Perform or read aloud a soliloquy and experiment with its delivery — to whom is it addressed? Is the character deciding, confessing, or performing for themselves? Notice how soliloquy differs from dramatic monologue in poetry, which implies a silent auditor.
Drama faces a problem that prose fiction solves easily: how do you show what a character is thinking? A novelist can simply write "she thought" and enter a character's mind. But on stage, with actors and an audience sharing physical space, the only events are what is said and done aloud. The soliloquy is drama's solution — a theatrical convention in which a character speaks their private thoughts directly to the audience. You already know from theatrical conventions that drama operates through agreed-upon rules, and the soliloquy is one of the most powerful of them: everyone in the theater accepts that a speaking character is alone with their thoughts, even if they are standing in the middle of a crowd scene.
The difference between a soliloquy and an aside is scale and context. A soliloquy is an extended solo speech — a character alone on stage, working through a problem, a plan, or a revelation. An aside is a brief remark, spoken in the presence of other characters who by theatrical convention do not hear it. Think of the aside as a conspiratorial whisper to the audience, while the soliloquy is a full conversation with them. Both exploit the audience's unique position: they know something the other characters do not. This is the same principle you learned in audience-engagement techniques — privileged knowledge creates dramatic irony and pulls audiences into active participation.
Shakespeare's soliloquies are the benchmark of the form. When Hamlet asks "To be or not to be," he is not delivering a speech to other characters — he is thinking aloud in real time, working through one of the hardest questions in philosophy. When Iago delivers his plotting speeches, the audience is made complicit in his scheming. Here the soliloquy gets complicated: the convention says soliloquy reveals truth, but Iago may be performing even when alone. This connects to what you learned about narrative voice — just as a first-person narrator can be unreliable, a soliloquist can distort their own interior life. The form claims honesty; whether it delivers it is a literary judgment.
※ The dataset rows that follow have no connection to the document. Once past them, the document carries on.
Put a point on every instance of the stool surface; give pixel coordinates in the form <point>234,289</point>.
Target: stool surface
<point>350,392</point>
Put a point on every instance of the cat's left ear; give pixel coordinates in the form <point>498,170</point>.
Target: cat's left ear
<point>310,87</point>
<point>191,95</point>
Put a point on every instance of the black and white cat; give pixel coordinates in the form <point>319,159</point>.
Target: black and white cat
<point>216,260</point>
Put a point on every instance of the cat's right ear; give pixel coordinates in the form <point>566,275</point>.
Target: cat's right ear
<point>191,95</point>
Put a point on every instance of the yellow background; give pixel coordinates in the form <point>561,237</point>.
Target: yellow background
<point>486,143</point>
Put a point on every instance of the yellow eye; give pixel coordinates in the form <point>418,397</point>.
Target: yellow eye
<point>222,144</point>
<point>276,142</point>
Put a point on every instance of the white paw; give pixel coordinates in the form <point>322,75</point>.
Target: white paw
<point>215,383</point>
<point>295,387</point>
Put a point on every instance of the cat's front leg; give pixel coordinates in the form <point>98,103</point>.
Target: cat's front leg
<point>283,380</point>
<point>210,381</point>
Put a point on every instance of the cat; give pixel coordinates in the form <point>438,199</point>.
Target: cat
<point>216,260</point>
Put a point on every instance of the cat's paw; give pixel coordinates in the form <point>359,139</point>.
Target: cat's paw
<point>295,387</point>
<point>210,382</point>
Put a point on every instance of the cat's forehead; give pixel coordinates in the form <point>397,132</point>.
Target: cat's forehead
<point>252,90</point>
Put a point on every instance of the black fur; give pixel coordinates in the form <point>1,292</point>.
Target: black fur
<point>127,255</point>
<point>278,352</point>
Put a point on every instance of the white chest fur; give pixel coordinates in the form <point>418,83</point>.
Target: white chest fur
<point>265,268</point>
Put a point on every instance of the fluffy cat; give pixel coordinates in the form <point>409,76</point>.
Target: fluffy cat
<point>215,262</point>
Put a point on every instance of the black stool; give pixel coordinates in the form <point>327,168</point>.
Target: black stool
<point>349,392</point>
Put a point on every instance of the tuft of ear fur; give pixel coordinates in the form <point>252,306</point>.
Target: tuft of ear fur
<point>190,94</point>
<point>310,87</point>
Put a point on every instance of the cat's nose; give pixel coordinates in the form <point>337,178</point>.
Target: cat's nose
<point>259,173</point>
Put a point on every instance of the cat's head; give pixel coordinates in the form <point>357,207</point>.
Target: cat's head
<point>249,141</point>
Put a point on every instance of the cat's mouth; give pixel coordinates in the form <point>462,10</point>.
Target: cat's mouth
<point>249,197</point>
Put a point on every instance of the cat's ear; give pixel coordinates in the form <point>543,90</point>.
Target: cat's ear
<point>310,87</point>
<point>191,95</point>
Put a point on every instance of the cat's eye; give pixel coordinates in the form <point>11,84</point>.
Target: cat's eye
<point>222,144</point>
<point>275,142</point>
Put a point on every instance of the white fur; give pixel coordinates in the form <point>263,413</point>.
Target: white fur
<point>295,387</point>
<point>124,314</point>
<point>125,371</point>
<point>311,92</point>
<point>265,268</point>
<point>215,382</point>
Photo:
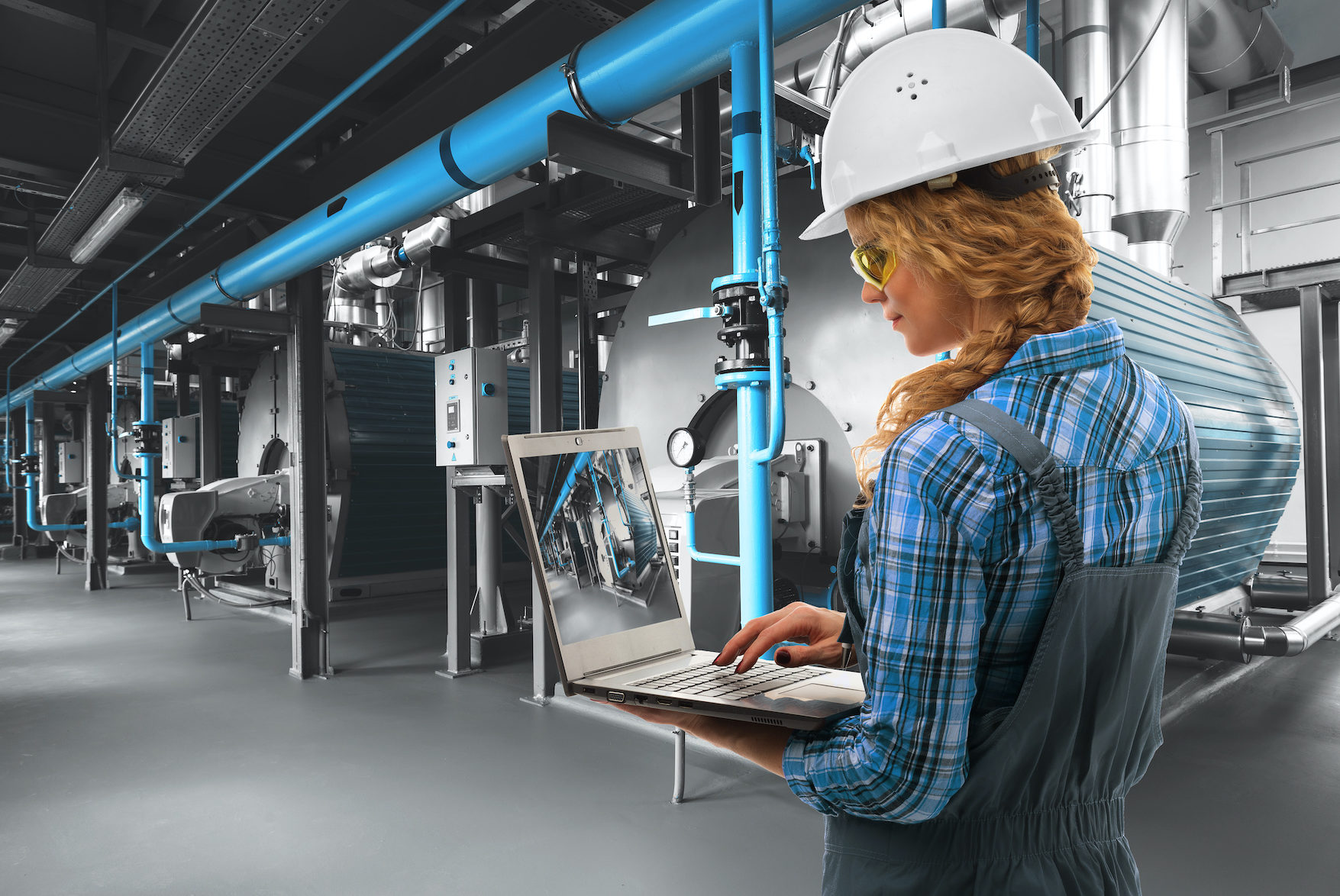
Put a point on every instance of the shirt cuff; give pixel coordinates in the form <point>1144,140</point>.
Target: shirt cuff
<point>798,778</point>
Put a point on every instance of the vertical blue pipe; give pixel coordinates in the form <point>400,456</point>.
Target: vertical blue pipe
<point>745,156</point>
<point>754,505</point>
<point>1031,15</point>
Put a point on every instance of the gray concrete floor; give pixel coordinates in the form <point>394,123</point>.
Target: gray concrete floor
<point>145,754</point>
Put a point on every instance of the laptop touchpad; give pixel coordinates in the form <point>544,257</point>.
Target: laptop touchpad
<point>809,691</point>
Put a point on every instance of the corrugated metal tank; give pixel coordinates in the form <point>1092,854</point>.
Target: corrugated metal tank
<point>843,362</point>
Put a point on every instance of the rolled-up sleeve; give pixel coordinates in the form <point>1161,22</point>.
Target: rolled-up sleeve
<point>903,754</point>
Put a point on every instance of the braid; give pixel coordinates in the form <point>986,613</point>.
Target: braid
<point>1025,259</point>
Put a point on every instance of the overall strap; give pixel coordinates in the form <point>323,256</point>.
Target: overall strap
<point>1190,519</point>
<point>1040,466</point>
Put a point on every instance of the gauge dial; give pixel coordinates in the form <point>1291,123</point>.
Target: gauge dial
<point>685,448</point>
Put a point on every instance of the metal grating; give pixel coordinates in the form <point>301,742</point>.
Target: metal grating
<point>228,53</point>
<point>1244,415</point>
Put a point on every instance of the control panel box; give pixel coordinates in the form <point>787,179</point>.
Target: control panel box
<point>181,448</point>
<point>70,463</point>
<point>470,404</point>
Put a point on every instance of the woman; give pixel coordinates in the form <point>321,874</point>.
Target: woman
<point>1011,566</point>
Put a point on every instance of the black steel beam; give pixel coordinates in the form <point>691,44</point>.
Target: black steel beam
<point>307,519</point>
<point>97,464</point>
<point>619,157</point>
<point>511,273</point>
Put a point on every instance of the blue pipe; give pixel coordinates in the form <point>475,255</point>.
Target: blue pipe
<point>32,479</point>
<point>147,533</point>
<point>582,463</point>
<point>436,19</point>
<point>1031,15</point>
<point>651,56</point>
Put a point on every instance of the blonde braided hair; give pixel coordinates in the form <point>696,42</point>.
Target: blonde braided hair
<point>1022,263</point>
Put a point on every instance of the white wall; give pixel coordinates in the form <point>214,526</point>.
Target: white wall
<point>1277,330</point>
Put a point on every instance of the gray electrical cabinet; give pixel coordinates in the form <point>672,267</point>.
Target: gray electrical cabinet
<point>70,463</point>
<point>470,404</point>
<point>181,448</point>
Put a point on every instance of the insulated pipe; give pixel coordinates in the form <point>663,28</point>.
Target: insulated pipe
<point>1219,637</point>
<point>1150,134</point>
<point>651,56</point>
<point>147,532</point>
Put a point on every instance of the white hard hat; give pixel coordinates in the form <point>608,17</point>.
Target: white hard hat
<point>935,104</point>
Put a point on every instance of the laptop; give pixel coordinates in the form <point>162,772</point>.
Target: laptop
<point>607,580</point>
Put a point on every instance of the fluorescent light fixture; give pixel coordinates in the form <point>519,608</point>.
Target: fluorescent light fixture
<point>117,214</point>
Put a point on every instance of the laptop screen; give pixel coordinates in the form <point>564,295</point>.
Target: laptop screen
<point>599,543</point>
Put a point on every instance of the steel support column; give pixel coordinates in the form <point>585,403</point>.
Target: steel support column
<point>307,523</point>
<point>546,417</point>
<point>589,362</point>
<point>459,584</point>
<point>211,408</point>
<point>1331,415</point>
<point>1313,339</point>
<point>97,461</point>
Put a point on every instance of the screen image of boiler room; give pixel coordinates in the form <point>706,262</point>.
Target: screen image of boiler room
<point>603,560</point>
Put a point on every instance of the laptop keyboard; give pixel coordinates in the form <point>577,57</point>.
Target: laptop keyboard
<point>722,681</point>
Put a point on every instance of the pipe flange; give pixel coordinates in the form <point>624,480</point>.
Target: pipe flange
<point>570,71</point>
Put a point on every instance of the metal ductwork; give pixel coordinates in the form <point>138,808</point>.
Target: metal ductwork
<point>1233,42</point>
<point>1150,134</point>
<point>1090,172</point>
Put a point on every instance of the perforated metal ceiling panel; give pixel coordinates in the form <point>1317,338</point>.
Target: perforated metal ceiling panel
<point>225,55</point>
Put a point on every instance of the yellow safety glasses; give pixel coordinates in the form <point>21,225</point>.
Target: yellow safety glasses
<point>874,264</point>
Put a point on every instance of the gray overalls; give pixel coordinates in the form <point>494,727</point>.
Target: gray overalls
<point>1043,808</point>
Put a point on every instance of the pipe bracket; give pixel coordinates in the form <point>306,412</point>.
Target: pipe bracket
<point>570,71</point>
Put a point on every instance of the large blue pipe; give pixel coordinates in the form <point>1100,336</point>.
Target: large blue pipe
<point>649,58</point>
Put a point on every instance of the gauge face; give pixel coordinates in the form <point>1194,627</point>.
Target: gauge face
<point>685,448</point>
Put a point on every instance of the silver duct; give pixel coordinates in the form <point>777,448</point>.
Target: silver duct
<point>1229,44</point>
<point>372,269</point>
<point>1150,131</point>
<point>1090,173</point>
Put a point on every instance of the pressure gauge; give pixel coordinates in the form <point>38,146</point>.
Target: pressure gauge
<point>685,446</point>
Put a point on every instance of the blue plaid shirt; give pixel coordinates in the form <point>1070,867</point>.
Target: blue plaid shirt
<point>962,566</point>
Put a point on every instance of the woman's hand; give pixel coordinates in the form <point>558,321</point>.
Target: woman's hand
<point>816,628</point>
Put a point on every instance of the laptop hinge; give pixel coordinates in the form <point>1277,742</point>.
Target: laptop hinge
<point>637,662</point>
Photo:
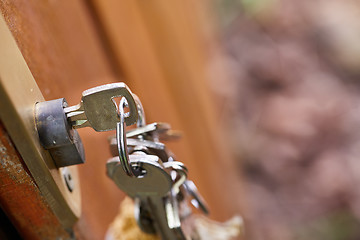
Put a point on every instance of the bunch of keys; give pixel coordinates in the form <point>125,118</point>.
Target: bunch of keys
<point>147,171</point>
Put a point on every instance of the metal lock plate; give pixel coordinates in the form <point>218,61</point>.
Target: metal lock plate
<point>56,133</point>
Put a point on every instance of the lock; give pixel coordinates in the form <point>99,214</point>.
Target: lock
<point>56,134</point>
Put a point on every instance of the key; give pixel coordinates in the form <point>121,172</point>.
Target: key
<point>150,189</point>
<point>153,148</point>
<point>98,110</point>
<point>171,201</point>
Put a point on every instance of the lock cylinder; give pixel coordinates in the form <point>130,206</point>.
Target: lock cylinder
<point>56,134</point>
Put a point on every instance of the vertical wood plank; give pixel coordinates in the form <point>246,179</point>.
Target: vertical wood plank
<point>65,54</point>
<point>164,48</point>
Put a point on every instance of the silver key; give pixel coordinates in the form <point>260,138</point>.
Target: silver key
<point>98,110</point>
<point>150,189</point>
<point>155,131</point>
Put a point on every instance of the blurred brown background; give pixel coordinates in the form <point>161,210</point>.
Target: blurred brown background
<point>265,92</point>
<point>292,110</point>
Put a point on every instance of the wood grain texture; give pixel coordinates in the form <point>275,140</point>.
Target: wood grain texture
<point>21,199</point>
<point>60,44</point>
<point>164,49</point>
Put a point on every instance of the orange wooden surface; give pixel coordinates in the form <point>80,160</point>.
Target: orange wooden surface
<point>59,42</point>
<point>162,49</point>
<point>21,199</point>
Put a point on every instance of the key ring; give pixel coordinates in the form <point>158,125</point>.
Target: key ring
<point>121,139</point>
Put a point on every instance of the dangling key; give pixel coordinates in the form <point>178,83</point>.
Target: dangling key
<point>150,189</point>
<point>98,110</point>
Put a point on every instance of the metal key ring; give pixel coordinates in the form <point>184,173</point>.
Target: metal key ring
<point>141,122</point>
<point>121,139</point>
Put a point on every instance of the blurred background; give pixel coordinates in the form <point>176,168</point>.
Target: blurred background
<point>266,93</point>
<point>291,108</point>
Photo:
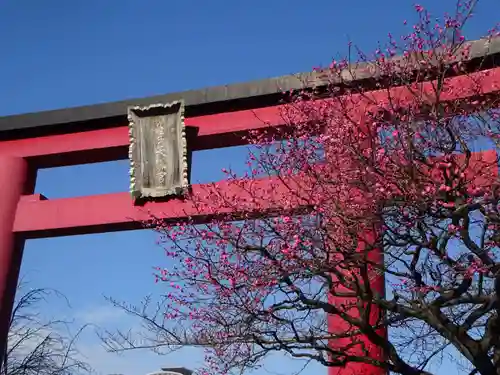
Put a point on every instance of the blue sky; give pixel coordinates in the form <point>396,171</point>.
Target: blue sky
<point>58,53</point>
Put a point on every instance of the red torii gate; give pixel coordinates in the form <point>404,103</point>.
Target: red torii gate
<point>222,115</point>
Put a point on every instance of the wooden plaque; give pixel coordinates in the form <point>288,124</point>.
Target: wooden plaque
<point>158,151</point>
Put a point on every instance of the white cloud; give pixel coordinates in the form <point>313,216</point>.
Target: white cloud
<point>101,314</point>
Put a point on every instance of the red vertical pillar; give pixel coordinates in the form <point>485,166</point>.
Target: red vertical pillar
<point>337,325</point>
<point>13,177</point>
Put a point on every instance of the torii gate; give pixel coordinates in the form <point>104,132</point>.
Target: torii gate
<point>98,133</point>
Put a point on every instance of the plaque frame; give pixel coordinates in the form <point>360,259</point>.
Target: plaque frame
<point>158,151</point>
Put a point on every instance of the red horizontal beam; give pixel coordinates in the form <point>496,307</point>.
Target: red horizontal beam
<point>218,130</point>
<point>38,217</point>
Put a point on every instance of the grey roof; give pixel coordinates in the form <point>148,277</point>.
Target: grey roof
<point>198,102</point>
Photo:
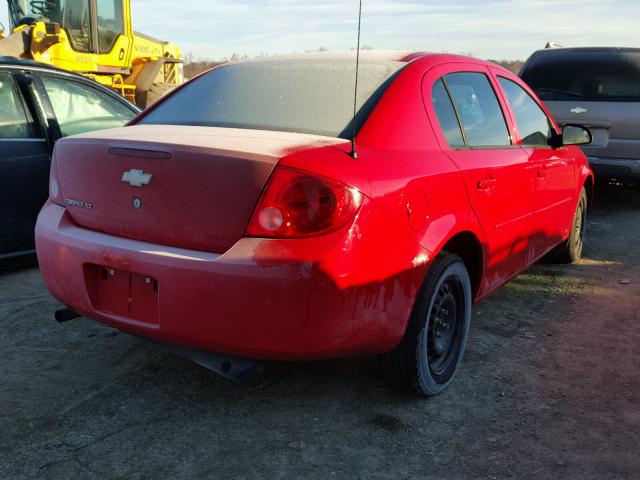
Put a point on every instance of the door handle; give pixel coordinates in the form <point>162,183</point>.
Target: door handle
<point>486,184</point>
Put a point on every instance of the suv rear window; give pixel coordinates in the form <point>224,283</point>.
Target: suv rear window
<point>305,96</point>
<point>589,76</point>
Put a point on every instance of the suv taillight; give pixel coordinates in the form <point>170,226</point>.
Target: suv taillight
<point>298,204</point>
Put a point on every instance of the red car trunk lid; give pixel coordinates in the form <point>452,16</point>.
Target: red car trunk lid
<point>194,187</point>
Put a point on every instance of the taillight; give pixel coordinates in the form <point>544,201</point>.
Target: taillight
<point>297,204</point>
<point>55,192</point>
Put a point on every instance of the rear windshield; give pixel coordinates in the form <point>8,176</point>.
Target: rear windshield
<point>588,76</point>
<point>310,96</point>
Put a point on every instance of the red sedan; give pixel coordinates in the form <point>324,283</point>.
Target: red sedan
<point>250,214</point>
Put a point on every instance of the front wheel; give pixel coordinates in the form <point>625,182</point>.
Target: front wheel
<point>570,251</point>
<point>432,348</point>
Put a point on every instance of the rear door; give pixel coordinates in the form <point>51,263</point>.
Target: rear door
<point>475,133</point>
<point>555,168</point>
<point>24,163</point>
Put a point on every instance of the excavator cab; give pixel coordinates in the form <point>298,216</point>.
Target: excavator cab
<point>95,38</point>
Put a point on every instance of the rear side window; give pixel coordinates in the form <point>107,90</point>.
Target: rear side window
<point>80,108</point>
<point>446,114</point>
<point>595,76</point>
<point>14,119</point>
<point>478,108</point>
<point>533,123</point>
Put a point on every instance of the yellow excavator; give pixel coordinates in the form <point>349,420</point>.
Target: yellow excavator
<point>94,38</point>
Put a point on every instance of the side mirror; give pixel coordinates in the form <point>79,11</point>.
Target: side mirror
<point>575,135</point>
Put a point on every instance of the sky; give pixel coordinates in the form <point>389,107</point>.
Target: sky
<point>496,29</point>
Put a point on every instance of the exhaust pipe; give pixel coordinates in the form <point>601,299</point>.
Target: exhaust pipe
<point>66,314</point>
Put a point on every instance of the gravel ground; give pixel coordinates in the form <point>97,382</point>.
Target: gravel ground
<point>549,388</point>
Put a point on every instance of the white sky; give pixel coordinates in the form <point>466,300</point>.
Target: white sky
<point>499,29</point>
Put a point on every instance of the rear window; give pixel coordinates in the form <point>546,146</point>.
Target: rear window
<point>588,76</point>
<point>305,96</point>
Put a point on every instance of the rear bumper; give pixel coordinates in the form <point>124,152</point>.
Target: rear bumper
<point>618,168</point>
<point>261,299</point>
In modern drama, the soliloquy largely disappears. Realism demands that characters behave as they would in real life, and real people do not stop to address the audience. Modern playwrights reveal interiority through subtext — what characters *don't* say, what they deflect, what hangs unspoken in a pause. The disappearance of the soliloquy is not just a stylistic trend; it reflects a deeper philosophical shift about the self. Where Shakespeare presents a character who *knows* what they think and can articulate it fully, modern drama often suggests that characters are opaque even to themselves. Learning to trace this evolution — from soliloquy to subtext — is one of the key tasks in reading drama historically.